HIV utilities were derived from the Isogai et al. study. In that study, a regression model that included CD4+ cell count (plus squared term), age (plus squared term), and sex, was used to calculate utility for each simulated patient.6 Utility decrements associated with CVD (0.0977) were derived from the Franks et al. study.7

Treatment-Experienced

The same utility allocation was used for treatment-experienced patients.

j) Time Horizon

Both models used lifetime time horizon and was appropriate according to the CADTH guideline.

k) Discounting

Costs and consequences occurring after 12 months were discounted at an annual rate of 5%, as per CADTH guidelines. The results were presented in 2013 Canadian dollars.

l) Validation

Formal information on model validation was not provided in the submission; however, the current model was based on previous models on HIV drugs (ARAMIS model, based on the original CEPAC model) which have been validated, and discussion on comparison of overall life expectancy and incremental QALYs with external estimates was provided.

3. Results

3.1. Manufacturer’s Base Case

a) Treatment-Naive

In the reference case, the manufacturer reported the total cost for DTG was $315,086, a cost saving of $7,753 compared with Atripla. Treatment with DTG resulted in 10.62 total QALYs, an additional 0.132 QALY compared with Atripla. Hence, DTG was the dominant strategy. DTG was also the dominant strategy when compared with RAL, DRV/r, Complera, Stribild, ATZ/r, and LPV/r in the manufacturer’s base case. Details on the costs and QALYs are listed in Table 2.

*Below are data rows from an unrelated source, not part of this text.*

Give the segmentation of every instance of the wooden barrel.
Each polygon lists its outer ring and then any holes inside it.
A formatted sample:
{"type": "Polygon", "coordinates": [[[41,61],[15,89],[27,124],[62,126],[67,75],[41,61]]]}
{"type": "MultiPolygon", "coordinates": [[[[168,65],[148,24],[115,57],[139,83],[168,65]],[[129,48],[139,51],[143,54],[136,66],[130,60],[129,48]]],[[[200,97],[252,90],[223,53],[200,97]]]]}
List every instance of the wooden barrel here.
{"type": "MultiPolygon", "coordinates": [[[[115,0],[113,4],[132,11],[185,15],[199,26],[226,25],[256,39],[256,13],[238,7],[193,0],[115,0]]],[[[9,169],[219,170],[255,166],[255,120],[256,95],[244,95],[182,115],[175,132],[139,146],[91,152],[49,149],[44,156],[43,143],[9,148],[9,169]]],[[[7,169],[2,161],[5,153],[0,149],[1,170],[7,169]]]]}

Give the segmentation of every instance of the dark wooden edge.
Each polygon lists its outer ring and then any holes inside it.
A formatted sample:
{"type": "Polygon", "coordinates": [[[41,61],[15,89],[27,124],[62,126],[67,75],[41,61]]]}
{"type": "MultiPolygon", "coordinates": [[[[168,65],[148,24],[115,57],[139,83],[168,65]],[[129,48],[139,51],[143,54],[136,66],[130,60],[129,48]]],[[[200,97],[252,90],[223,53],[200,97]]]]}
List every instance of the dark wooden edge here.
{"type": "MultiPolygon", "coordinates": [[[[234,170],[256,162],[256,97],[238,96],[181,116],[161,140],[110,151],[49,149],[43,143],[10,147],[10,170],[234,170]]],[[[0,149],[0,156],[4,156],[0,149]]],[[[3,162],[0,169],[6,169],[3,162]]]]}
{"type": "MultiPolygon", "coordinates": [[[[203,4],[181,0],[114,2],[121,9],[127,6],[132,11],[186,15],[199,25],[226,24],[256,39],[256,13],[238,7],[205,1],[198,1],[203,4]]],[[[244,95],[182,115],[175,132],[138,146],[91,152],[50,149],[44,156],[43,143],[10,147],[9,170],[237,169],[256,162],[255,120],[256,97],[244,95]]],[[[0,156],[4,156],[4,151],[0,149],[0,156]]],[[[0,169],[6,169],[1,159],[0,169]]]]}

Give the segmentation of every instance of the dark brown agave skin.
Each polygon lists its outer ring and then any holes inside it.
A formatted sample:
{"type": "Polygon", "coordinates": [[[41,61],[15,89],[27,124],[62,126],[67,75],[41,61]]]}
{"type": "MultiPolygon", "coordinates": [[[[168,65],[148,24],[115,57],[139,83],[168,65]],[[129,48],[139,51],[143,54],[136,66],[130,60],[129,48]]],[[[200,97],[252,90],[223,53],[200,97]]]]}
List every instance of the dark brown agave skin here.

Table 2. Summary of Results of the Manufacturer’s Base Case.

Table 2

Summary of Results of the Manufacturer’s Base Case.

The incremental QALYs with DTG range from 0.041 to 0.132 over a lifetime horizon (or an additional 15 to 48 days of life with perfect health). The bulk of costs (87%) are from ART treatment. In all base-case scenarios, ART costs are lower for DTG, which is influenced by drug-acquisition cost (in analyses where comparators have greater drug-acquisition costs), as well as a lower likelihood of progressing to second-, third-, and fourth- to sixth-line therapy (greater drug costs occur with moving down to subsequent treatments regimens).

b) Treatment-Experienced

In the reference case, the manufacturer reported that the total cost for DTG was $353,957, a cost saving of $3,745 compared with RAL. Treatment with DTG resulted in 8.255 total QALYs, an additional 0.222 QALY (81 additional days of life with perfect health) compared with RAL. Hence, DTG was the dominant strategy.

The bulk of costs (87%) are from ART treatment driven primarily by lower drug-acquisition costs for DTG versus RAL.

3.2. Summary of the Manufacturer’s Sensitivity Analyses

As the model was a complex micro-simulation model, and running time was high, no probabilistic sensitivity analyses were carried out. Uncertainty was addressed using one-way deterministic sensitivity analyses (which varied model parameters by using alternative values) and scenario analyses.

a) One-way Sensitivity Analyses

Treatment-Naive

A series of one-way sensitivity analyses (95% confidence interval (CI) of the parameter, unless specified) were conducted by the manufacturer for DTG versus Atripla, RAL, and DRV/r where efficacy and safety data from head-to-head trials were available, including: difference in viral suppression at week 48; difference in late-failure rate between week 48 and week 96; cost of subsequent treatment (± 10%); and efficacy of subsequent treatment (± 5%).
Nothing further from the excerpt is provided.